If the list is empty, "contents" is assumed.

trecFieldsToIndex
-- Similar to warcFieldsToIndex, but for TREC text and web
documents.

memory -- The amount of memory (in MiB) to use for the indexing.
Defaults to 4096.

Retrieval only options:

searchField -- The field to search. Defaults to "contents".

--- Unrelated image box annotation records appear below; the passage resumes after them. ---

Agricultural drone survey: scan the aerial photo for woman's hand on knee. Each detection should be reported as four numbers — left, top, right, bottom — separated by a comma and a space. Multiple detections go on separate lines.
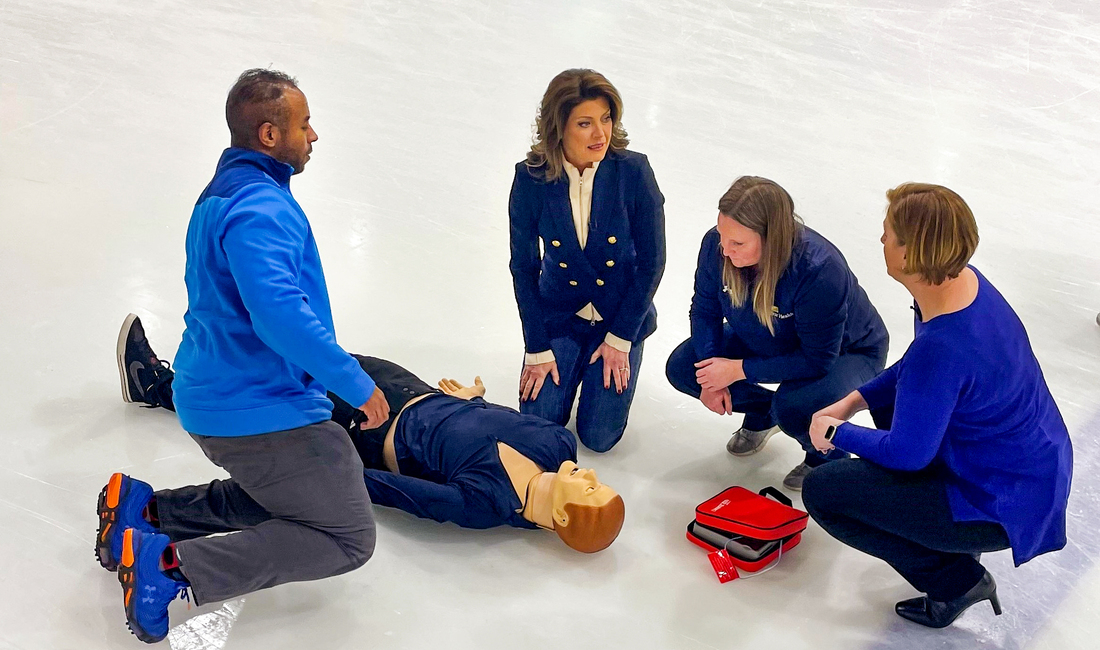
519, 361, 561, 401
814, 390, 867, 421
699, 388, 734, 416
810, 411, 844, 453
695, 356, 745, 390
589, 342, 630, 395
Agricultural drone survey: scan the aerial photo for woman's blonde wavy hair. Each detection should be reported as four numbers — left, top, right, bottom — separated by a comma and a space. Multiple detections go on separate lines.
527, 68, 630, 183
718, 176, 802, 335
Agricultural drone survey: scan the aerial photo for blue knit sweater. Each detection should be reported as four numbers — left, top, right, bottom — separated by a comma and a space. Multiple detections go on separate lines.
833, 267, 1074, 565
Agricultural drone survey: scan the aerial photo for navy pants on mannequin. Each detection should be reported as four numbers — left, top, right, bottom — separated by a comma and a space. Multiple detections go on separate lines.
664, 324, 890, 467
519, 319, 644, 452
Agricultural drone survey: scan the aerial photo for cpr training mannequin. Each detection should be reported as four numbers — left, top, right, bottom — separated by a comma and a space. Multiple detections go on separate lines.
332, 355, 625, 553
119, 316, 625, 553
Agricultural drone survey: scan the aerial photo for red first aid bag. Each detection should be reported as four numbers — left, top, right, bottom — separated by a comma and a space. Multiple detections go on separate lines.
688, 486, 809, 582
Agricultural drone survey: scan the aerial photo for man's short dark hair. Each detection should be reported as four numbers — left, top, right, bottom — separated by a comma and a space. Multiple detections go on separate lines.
226, 68, 298, 147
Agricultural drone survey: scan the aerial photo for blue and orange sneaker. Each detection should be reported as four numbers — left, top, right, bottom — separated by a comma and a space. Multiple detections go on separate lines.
96, 473, 156, 571
119, 528, 190, 643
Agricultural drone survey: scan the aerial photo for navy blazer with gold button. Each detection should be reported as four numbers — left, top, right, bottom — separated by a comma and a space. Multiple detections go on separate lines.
508, 150, 664, 353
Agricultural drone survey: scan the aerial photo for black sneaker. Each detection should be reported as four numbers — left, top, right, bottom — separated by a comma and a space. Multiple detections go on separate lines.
116, 313, 174, 409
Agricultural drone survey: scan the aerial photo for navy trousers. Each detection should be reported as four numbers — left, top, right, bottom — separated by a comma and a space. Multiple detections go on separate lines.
519, 319, 644, 452
664, 324, 892, 467
802, 459, 1009, 602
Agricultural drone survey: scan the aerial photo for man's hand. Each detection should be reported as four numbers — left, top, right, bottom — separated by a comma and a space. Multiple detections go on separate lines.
699, 388, 734, 416
519, 361, 561, 401
359, 386, 389, 429
695, 356, 745, 392
589, 342, 630, 395
439, 376, 485, 399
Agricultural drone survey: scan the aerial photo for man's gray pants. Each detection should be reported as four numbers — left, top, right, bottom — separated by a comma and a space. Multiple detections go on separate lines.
150, 421, 375, 604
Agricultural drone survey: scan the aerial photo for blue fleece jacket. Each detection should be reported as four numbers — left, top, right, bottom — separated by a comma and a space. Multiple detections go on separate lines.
173, 147, 374, 437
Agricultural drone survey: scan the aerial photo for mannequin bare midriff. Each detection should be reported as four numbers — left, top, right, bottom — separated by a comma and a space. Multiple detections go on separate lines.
382, 393, 557, 528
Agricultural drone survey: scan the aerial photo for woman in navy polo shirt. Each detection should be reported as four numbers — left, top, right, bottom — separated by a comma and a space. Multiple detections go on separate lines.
666, 176, 889, 489
803, 183, 1074, 628
508, 69, 664, 452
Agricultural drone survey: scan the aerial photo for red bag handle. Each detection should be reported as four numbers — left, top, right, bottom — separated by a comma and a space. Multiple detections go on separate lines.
757, 485, 794, 508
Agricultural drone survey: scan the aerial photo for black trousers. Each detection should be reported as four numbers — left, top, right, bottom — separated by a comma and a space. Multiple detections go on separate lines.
802, 459, 1009, 601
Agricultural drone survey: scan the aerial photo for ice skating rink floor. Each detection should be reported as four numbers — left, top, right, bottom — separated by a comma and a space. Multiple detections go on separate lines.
0, 0, 1100, 650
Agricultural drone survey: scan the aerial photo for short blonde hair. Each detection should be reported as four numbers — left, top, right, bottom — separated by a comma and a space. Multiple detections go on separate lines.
887, 183, 978, 285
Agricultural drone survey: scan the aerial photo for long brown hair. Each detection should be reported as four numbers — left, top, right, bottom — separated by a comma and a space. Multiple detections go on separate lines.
718, 176, 802, 335
527, 68, 630, 183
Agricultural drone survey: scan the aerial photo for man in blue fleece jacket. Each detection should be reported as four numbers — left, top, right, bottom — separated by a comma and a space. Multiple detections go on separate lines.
96, 69, 389, 642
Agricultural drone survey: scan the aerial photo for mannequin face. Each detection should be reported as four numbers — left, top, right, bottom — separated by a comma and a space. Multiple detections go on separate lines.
552, 461, 618, 527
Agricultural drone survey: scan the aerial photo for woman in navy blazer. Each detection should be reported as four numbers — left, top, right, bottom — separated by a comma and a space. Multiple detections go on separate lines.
508, 69, 664, 452
802, 183, 1074, 627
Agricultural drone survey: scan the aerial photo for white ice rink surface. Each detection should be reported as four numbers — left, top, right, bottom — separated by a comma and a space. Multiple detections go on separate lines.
0, 0, 1100, 650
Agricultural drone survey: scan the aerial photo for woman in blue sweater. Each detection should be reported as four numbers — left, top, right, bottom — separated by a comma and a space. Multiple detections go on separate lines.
666, 176, 889, 489
508, 69, 664, 452
803, 184, 1073, 627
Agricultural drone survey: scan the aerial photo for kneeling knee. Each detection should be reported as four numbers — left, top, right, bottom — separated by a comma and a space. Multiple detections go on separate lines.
578, 425, 626, 453
341, 520, 377, 569
802, 460, 854, 516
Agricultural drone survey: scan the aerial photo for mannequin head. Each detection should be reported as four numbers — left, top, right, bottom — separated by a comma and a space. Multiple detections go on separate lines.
551, 461, 626, 553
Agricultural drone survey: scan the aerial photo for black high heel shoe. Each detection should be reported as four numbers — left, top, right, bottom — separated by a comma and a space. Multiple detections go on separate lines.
894, 571, 1001, 628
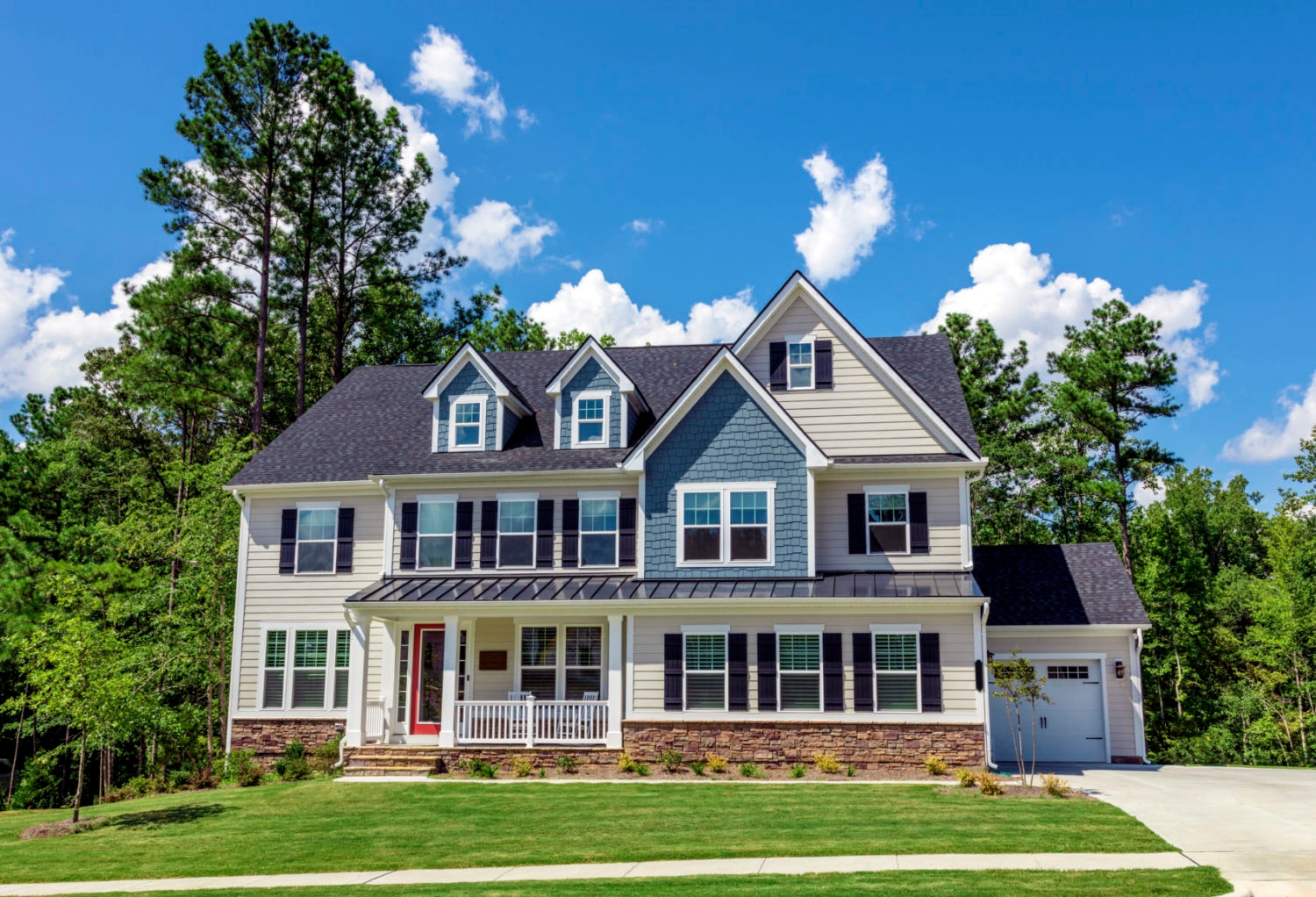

similarity -- The retrieval model to use. See NOTES.txt for a full
listing of available retrieval models.

queryFile -- The path to the file containing all the queries to run in
batch search. See RETRIEVAL above for a description of
the format of this file.

returnedResultCount
-- Defaults to 1000. Set this to the maximum number of
documents that should be returned for a query.

includeSnippets
-- Default is false. If true, snippets will be included
with results. In order to use this, the index must have
been indexed with the storeFields option set to true.

maxSnippetFragments
-- The number of sentence fragments to include in the snippets.
Defaults to 4.

----------------------------------------------------------------------
EXAMPLES

The examples/ directory contains an example setup, including:

corpus/ -- A directory containing two simple example documents,
one each in the TREC and WARC formats.
queries.txt -- An example query file.
settings.hjson -- A settings file for indexing and retrieval.
stop.txt -- An example stop file (don't use this for anything real;
it only contains three stop words).

To index the example, do:

cd example
java -cp "../lib/*" IndexTREC -settings settings.hjson

This will create a directory called index/, which contains the Lucene index. If
you would like to see statistics about the index, check out the CLue command
line tool on GitHub (https://github.com/javasoze/clue).

To run the example retrieval, do the following from the example directory:

java -cp "../lib/*" BatchSearch -settings settings.hjson

Try playing with the values in the settings file, or overriding values on the
command line to see how things work.